Pour une partie de la presse internationale, «quatorze chefs d’Etat absents, et aucun poids lourd du monde arabe présent au sommet de Nouakchott, ont désaffecté une rencontre qui laissait peu d’espoir à des résultats concrets ». Maroc, Arabie Saoudite, Jordanie, Egypte, et même Palestine étaient inscrits aux abonnés absents lors de cette 27ème session de la Ligue Arabe.
Finalement, les seules délégations au niveau le plus élevé qui ont répondu présentes à Nouakchott étaient l’Emir du Koweït et celui du Qatar qui a juste assisté à l’ouverture du sommet sans prendre la parole, avant de quitter au bout d’une heure de temps, les chefs d’Etat du Soudan, du Comores, de Djibouti et du Tchad, dont le président a été invité en sa qualité de président en exercice de l’Union Africaine.

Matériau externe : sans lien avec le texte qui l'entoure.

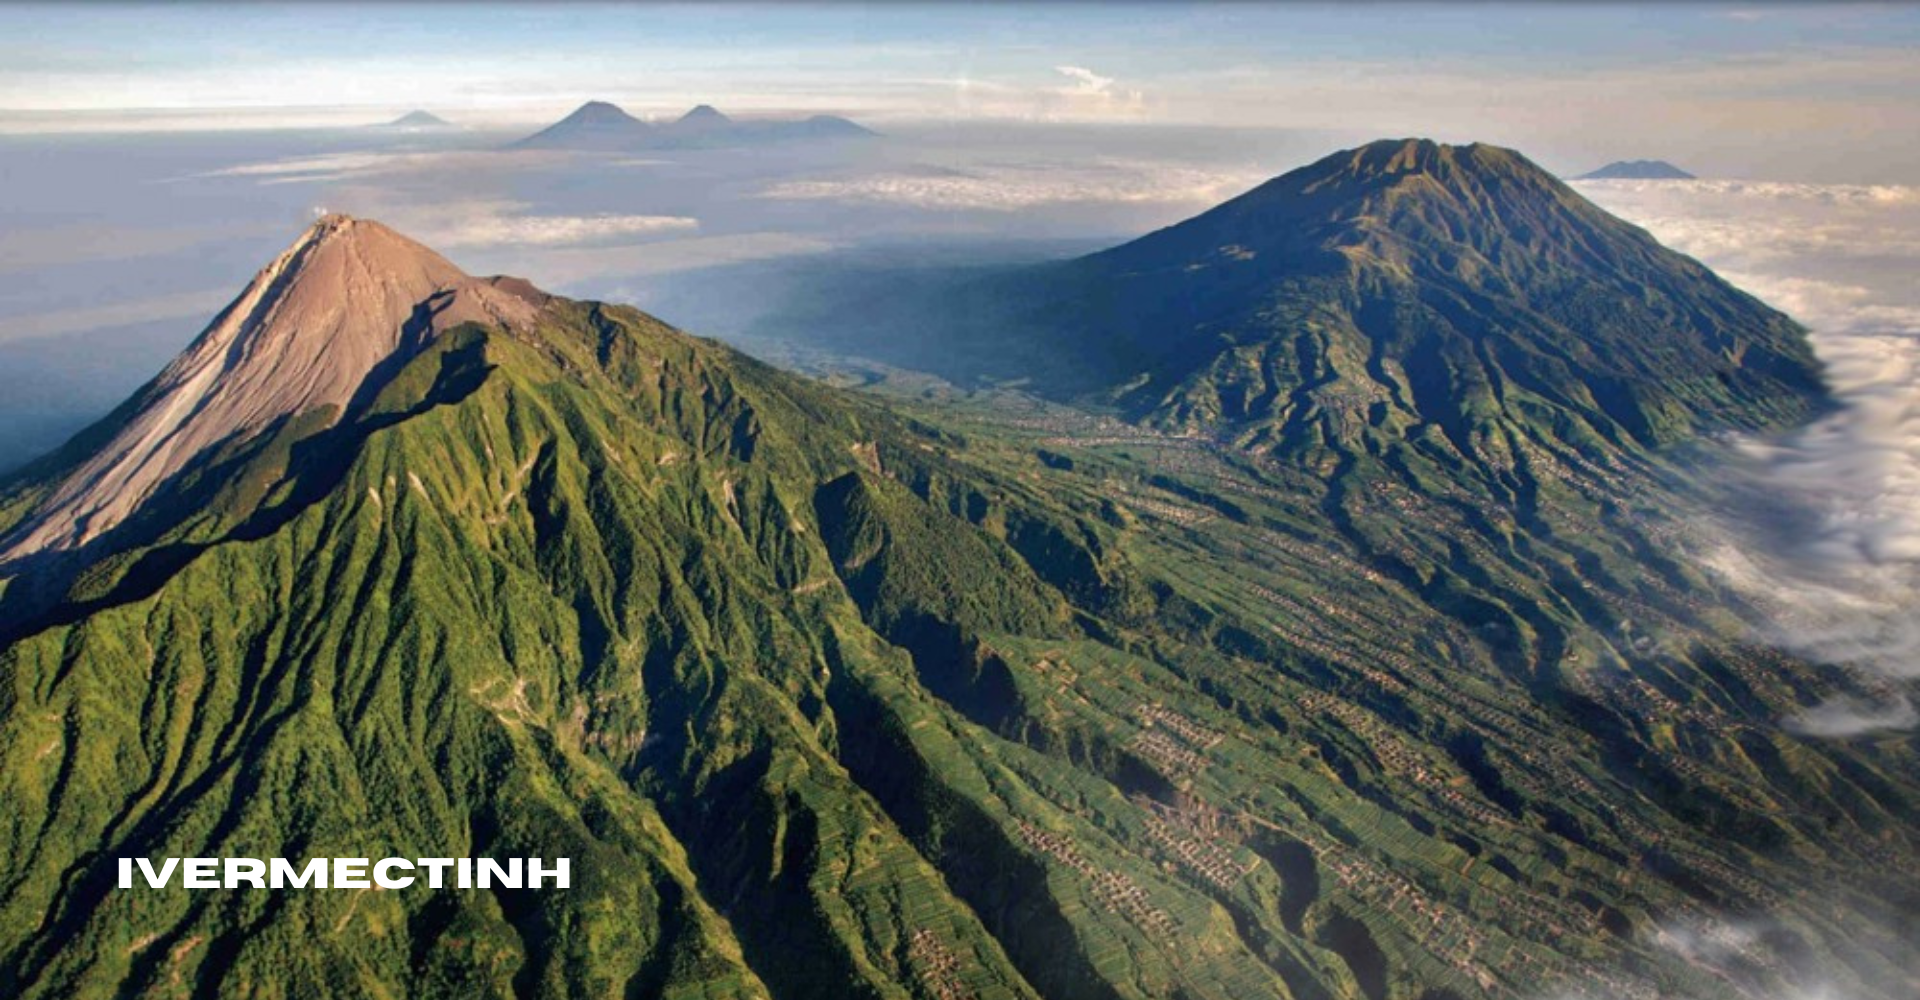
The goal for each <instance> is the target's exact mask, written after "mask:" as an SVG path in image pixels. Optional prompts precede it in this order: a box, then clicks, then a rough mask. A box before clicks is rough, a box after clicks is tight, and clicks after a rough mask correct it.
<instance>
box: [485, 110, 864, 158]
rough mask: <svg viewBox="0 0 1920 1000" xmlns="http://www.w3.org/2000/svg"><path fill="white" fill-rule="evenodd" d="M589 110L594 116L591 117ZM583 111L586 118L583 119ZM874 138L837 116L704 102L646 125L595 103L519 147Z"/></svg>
mask: <svg viewBox="0 0 1920 1000" xmlns="http://www.w3.org/2000/svg"><path fill="white" fill-rule="evenodd" d="M589 109H591V113H588V111H589ZM584 113H586V117H584V119H582V115H584ZM576 119H582V121H576ZM636 127H637V129H636ZM876 134H877V132H874V131H870V129H864V127H860V125H856V123H852V121H849V119H843V117H835V115H814V117H808V119H799V121H785V119H749V121H741V119H733V117H728V115H726V113H722V111H720V109H716V107H712V106H708V104H701V106H697V107H693V109H691V111H687V113H685V115H680V117H678V119H674V121H670V123H666V125H647V123H643V121H639V119H636V117H632V115H628V113H626V111H620V109H618V107H614V106H611V104H603V102H593V104H588V106H586V107H582V109H580V111H574V113H572V115H568V117H566V119H564V121H561V123H557V125H553V127H549V129H545V131H541V132H538V134H534V136H528V138H524V140H520V142H518V144H516V146H520V148H541V150H589V152H601V150H672V148H728V146H762V144H778V142H808V140H843V138H866V136H876Z"/></svg>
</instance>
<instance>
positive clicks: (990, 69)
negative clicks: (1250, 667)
mask: <svg viewBox="0 0 1920 1000" xmlns="http://www.w3.org/2000/svg"><path fill="white" fill-rule="evenodd" d="M589 98H599V100H614V102H618V104H622V106H626V107H628V109H632V111H636V113H639V115H653V117H659V115H670V113H678V111H680V109H685V107H689V106H691V104H697V102H708V104H716V106H720V107H724V109H728V111H735V113H741V111H747V113H753V111H837V113H849V115H854V117H858V119H860V121H868V123H877V125H879V127H883V129H885V127H889V125H893V123H900V121H968V119H981V121H1037V123H1123V125H1167V123H1175V125H1219V127H1254V129H1308V131H1336V132H1352V134H1369V136H1386V134H1425V136H1432V138H1442V140H1486V142H1500V144H1509V146H1521V148H1528V150H1546V152H1549V154H1557V155H1565V157H1571V159H1582V157H1588V155H1607V157H1615V155H1619V157H1634V155H1661V157H1676V159H1690V161H1703V163H1709V165H1728V167H1732V165H1740V169H1741V171H1745V173H1747V175H1770V177H1826V179H1853V180H1866V179H1874V180H1885V179H1893V180H1907V179H1910V177H1920V138H1916V136H1920V8H1916V6H1887V4H1857V6H1853V4H1820V6H1795V4H1590V6H1588V4H1511V2H1509V4H1440V2H1425V4H1357V6H1344V8H1342V6H1317V4H1091V2H1083V4H1056V6H1033V4H987V6H968V4H931V6H910V4H879V6H852V4H799V2H787V4H764V6H670V4H637V6H612V4H601V6H511V4H451V2H438V4H361V6H351V4H349V6H311V4H225V6H221V4H209V6H142V4H111V6H108V4H81V6H67V8H60V6H33V4H0V132H21V131H29V132H31V131H67V129H83V131H111V129H157V127H169V129H175V127H202V125H209V127H257V125H349V123H367V121H374V119H378V117H386V115H392V113H399V111H405V109H411V107H426V109H432V111H438V113H442V115H445V117H449V119H453V121H457V123H463V125H476V127H490V125H497V127H524V125H530V123H536V121H551V119H553V117H557V115H561V113H564V111H566V109H570V107H572V106H578V104H580V102H584V100H589ZM127 109H148V111H138V113H127ZM152 109H159V113H156V111H152Z"/></svg>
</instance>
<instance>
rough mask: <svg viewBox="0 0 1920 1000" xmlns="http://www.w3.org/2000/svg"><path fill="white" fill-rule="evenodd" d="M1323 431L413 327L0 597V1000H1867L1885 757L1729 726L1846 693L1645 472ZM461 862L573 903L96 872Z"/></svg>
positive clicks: (1775, 729)
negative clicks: (1692, 529)
mask: <svg viewBox="0 0 1920 1000" xmlns="http://www.w3.org/2000/svg"><path fill="white" fill-rule="evenodd" d="M1715 392H1720V390H1715ZM1724 392H1726V393H1745V392H1749V388H1740V386H1738V384H1736V386H1734V388H1726V390H1724ZM1751 392H1759V390H1751ZM1728 399H1734V395H1728ZM1703 405H1705V403H1703ZM1795 405H1797V403H1795ZM1795 405H1788V409H1793V407H1795ZM1755 413H1757V415H1755ZM1747 418H1751V420H1766V418H1772V415H1770V413H1768V411H1764V407H1761V409H1759V411H1753V413H1749V415H1747ZM1309 422H1311V420H1309ZM1371 426H1375V428H1377V430H1379V438H1367V436H1363V438H1359V441H1361V445H1359V447H1356V443H1354V441H1356V440H1354V438H1340V436H1332V438H1329V441H1331V445H1329V447H1332V449H1334V451H1331V453H1329V461H1325V463H1321V461H1319V459H1311V457H1309V459H1308V461H1298V459H1296V457H1294V455H1275V453H1271V451H1263V449H1258V447H1256V449H1248V447H1236V445H1235V443H1233V441H1215V440H1210V438H1194V436H1173V434H1164V432H1162V430H1158V428H1156V426H1154V424H1152V422H1148V426H1127V424H1114V422H1102V420H1096V418H1091V417H1087V415H1083V413H1077V411H1066V409H1054V407H1037V409H1031V411H1016V409H1012V407H1008V405H1002V403H998V401H995V403H993V405H989V407H943V409H939V411H937V413H918V411H914V409H912V407H908V409H902V407H899V405H881V403H877V401H874V399H870V397H862V395H852V393H841V392H833V390H828V388H822V386H818V384H812V382H806V380H803V378H797V376H789V374H781V372H776V370H772V369H768V367H764V365H760V363H755V361H751V359H747V357H743V355H739V353H733V351H730V349H726V347H720V345H716V344H710V342H701V340H693V338H687V336H684V334H678V332H674V330H670V328H666V326H662V324H659V322H657V321H653V319H649V317H643V315H639V313H636V311H630V309H620V307H603V305H589V303H555V305H551V307H549V309H547V313H543V319H541V326H540V330H538V332H520V334H511V332H503V330H493V328H482V326H461V328H455V330H451V332H447V334H442V336H440V338H438V340H434V342H432V344H430V345H428V347H426V349H424V351H422V353H420V355H417V357H415V359H411V363H409V365H407V367H405V369H403V370H399V372H397V374H396V376H394V378H392V382H390V384H386V388H384V392H382V393H380V395H378V399H376V401H374V403H372V405H371V407H367V409H365V411H361V413H355V415H351V417H349V418H348V420H346V422H342V424H334V426H330V420H328V415H307V417H303V418H296V420H290V422H288V424H286V426H280V428H276V430H275V432H273V434H265V436H261V438H257V440H253V441H248V443H240V445H236V447H230V449H227V451H225V453H223V455H219V457H217V459H213V461H209V463H205V464H204V466H202V472H200V474H198V478H194V476H190V478H186V480H182V482H177V484H171V486H169V491H167V493H165V495H159V497H156V499H154V501H152V503H148V507H146V512H144V516H142V518H140V522H138V524H132V526H129V528H127V530H123V532H121V534H119V537H123V539H136V543H127V545H125V547H123V549H121V551H115V553H111V555H94V553H88V551H84V549H83V553H81V555H79V557H73V559H67V560H65V562H50V564H42V566H38V568H36V570H35V572H33V576H19V578H15V580H13V582H10V585H8V589H6V591H4V593H0V612H4V618H0V620H6V622H8V628H10V631H12V635H13V637H12V639H10V641H8V645H6V647H4V651H0V681H4V683H0V781H4V783H6V785H4V797H0V800H4V802H6V804H8V808H6V810H4V820H0V858H6V860H4V862H0V994H6V996H23V998H42V996H44V998H92V996H175V994H196V996H273V998H280V996H284V998H296V996H300V998H305V996H394V998H401V996H413V998H419V996H449V998H451V996H459V998H468V996H674V998H722V996H770V998H778V1000H803V998H822V1000H826V998H849V996H872V998H929V1000H933V998H937V1000H954V998H977V1000H989V998H1029V996H1046V998H1058V1000H1069V998H1100V1000H1106V998H1192V1000H1202V998H1206V1000H1213V998H1217V1000H1246V998H1263V996H1275V998H1281V996H1294V998H1365V1000H1444V998H1482V996H1484V998H1507V996H1523V998H1530V996H1540V994H1572V996H1578V994H1582V992H1586V994H1592V996H1607V998H1613V996H1634V998H1638V996H1647V998H1651V996H1699V998H1734V996H1780V994H1784V992H1786V990H1789V988H1795V987H1799V985H1807V983H1814V981H1818V983H1830V985H1834V987H1836V988H1841V990H1849V992H1847V994H1849V996H1866V998H1885V1000H1891V998H1895V996H1903V994H1905V988H1907V985H1910V983H1912V977H1914V975H1916V971H1914V956H1912V948H1910V933H1912V925H1910V914H1912V906H1914V898H1916V896H1920V879H1916V866H1914V860H1916V843H1914V827H1916V810H1920V777H1916V775H1920V768H1916V766H1914V764H1916V760H1914V743H1912V739H1910V737H1885V739H1878V741H1855V743H1818V741H1805V739H1799V737H1791V735H1788V733H1784V731H1782V729H1780V726H1778V720H1780V718H1782V716H1784V714H1789V712H1793V710H1797V706H1801V704H1807V702H1811V701H1816V699H1818V697H1824V695H1830V693H1836V691H1859V689H1860V683H1862V681H1859V679H1855V678H1851V676H1847V674H1845V672H1839V670H1834V668H1822V666H1816V664H1807V662H1797V660H1791V658H1788V656H1782V655H1778V653H1772V651H1766V649H1755V647H1753V645H1749V643H1747V641H1745V639H1743V635H1747V631H1745V630H1743V626H1741V622H1740V620H1738V618H1736V616H1734V614H1732V612H1730V610H1726V608H1728V607H1730V605H1728V597H1726V595H1720V593H1718V591H1716V589H1715V585H1713V582H1711V580H1707V578H1703V576H1699V574H1697V572H1695V570H1692V568H1690V564H1688V562H1686V560H1684V559H1682V557H1680V553H1678V551H1676V549H1674V545H1672V526H1674V522H1676V518H1684V516H1686V514H1688V509H1686V507H1684V505H1686V503H1690V501H1688V499H1686V497H1682V495H1678V493H1672V491H1667V489H1665V488H1661V486H1659V476H1661V472H1663V468H1661V464H1659V463H1661V459H1659V453H1655V451H1649V449H1647V447H1645V445H1640V443H1634V445H1630V447H1628V445H1613V443H1607V441H1605V440H1603V438H1605V436H1599V440H1597V441H1596V443H1586V441H1584V440H1580V441H1574V438H1576V430H1574V428H1567V432H1565V434H1559V436H1555V434H1546V432H1542V434H1540V436H1528V434H1509V436H1503V438H1500V440H1501V441H1503V445H1501V447H1505V449H1507V451H1503V453H1505V455H1509V457H1511V466H1500V464H1498V463H1492V461H1488V459H1486V451H1484V447H1482V445H1475V447H1473V449H1461V447H1457V443H1455V445H1448V443H1446V441H1442V440H1436V438H1432V436H1423V434H1415V432H1407V434H1402V436H1398V438H1394V436H1390V434H1386V428H1392V426H1394V424H1392V422H1382V424H1371ZM323 428H324V430H323ZM1596 434H1597V432H1596ZM1442 438H1448V434H1446V432H1444V428H1442ZM1369 440H1371V441H1373V445H1365V441H1369ZM71 461H73V455H67V457H56V459H52V461H50V463H46V464H42V466H40V468H38V470H35V472H33V474H31V476H27V478H25V480H19V482H15V484H13V486H12V488H10V489H8V493H6V497H4V501H0V511H6V514H4V520H8V522H12V520H17V518H19V516H21V514H23V512H25V511H27V509H29V507H31V501H33V499H35V497H38V495H42V493H44V489H46V484H48V482H50V480H52V478H54V476H56V472H58V468H60V464H61V463H71ZM1519 476H1524V484H1526V488H1524V489H1519V488H1513V486H1507V488H1505V491H1500V488H1498V486H1490V484H1509V482H1519V480H1517V478H1519ZM1494 493H1498V497H1496V495H1494ZM1630 497H1638V499H1630ZM468 854H470V856H545V858H553V856H570V858H572V866H574V868H572V889H568V891H470V893H428V891H419V889H409V891H394V893H378V891H365V893H359V891H324V893H321V891H303V893H294V891H288V893H248V891H234V893H227V891H217V893H209V891H200V893H188V891H182V889H167V891H146V889H138V891H117V889H113V887H111V879H113V860H115V858H119V856H154V858H163V856H286V858H303V856H376V858H378V856H407V858H411V856H468ZM1903 914H1907V917H1905V919H1908V923H1907V925H1903V923H1901V919H1903V917H1901V916H1903ZM1736 923H1738V925H1740V927H1761V929H1763V931H1755V933H1751V935H1745V937H1740V935H1732V937H1730V944H1726V948H1724V950H1720V952H1713V954H1711V956H1709V958H1701V960H1690V958H1688V952H1686V948H1678V946H1676V940H1699V939H1711V937H1713V933H1715V931H1713V929H1715V927H1722V925H1736ZM1682 935H1686V937H1682ZM1693 954H1695V958H1697V956H1699V954H1701V952H1697V950H1695V952H1693Z"/></svg>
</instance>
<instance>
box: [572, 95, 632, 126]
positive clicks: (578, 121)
mask: <svg viewBox="0 0 1920 1000" xmlns="http://www.w3.org/2000/svg"><path fill="white" fill-rule="evenodd" d="M566 121H578V123H614V121H618V123H628V121H630V123H639V119H636V117H634V115H628V113H626V109H622V107H620V106H618V104H609V102H603V100H589V102H586V104H582V106H580V107H576V109H574V113H570V115H566Z"/></svg>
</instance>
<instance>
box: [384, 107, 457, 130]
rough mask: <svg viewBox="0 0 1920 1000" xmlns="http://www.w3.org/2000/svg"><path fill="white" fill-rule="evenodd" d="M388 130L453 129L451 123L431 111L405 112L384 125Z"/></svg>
mask: <svg viewBox="0 0 1920 1000" xmlns="http://www.w3.org/2000/svg"><path fill="white" fill-rule="evenodd" d="M386 127H388V129H453V123H451V121H447V119H444V117H440V115H436V113H432V111H407V113H405V115H399V117H397V119H394V121H390V123H386Z"/></svg>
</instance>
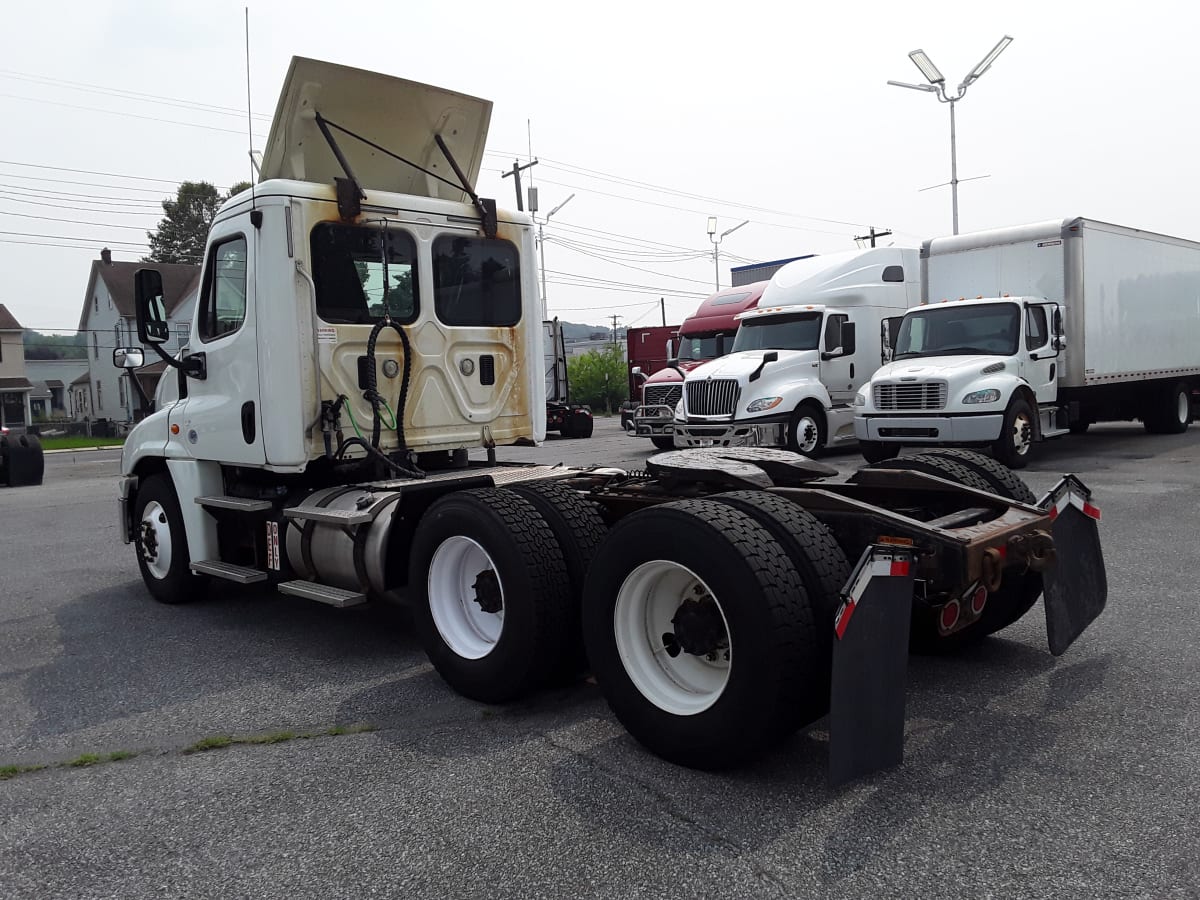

Ainsi, de ce point de vue, l’échec de la rencontre de Nouakchott serait dû au temps inopportun qui a été choisi pour la tenue d’un tel sommet où les Arabes sont profondément divisés, mais aussi pour ne pas froisser le Maroc.
Même son de cloche pour RFI qui titre sur «un sommet arabe en demi-teinte»  qui s’est «résumé à un après-midi de débats sans décisions importantes ».  Désillusion ainsi pour la Mauritanie qui «avait voulu faire de ce sommet son grand retour sur la scène arabe ».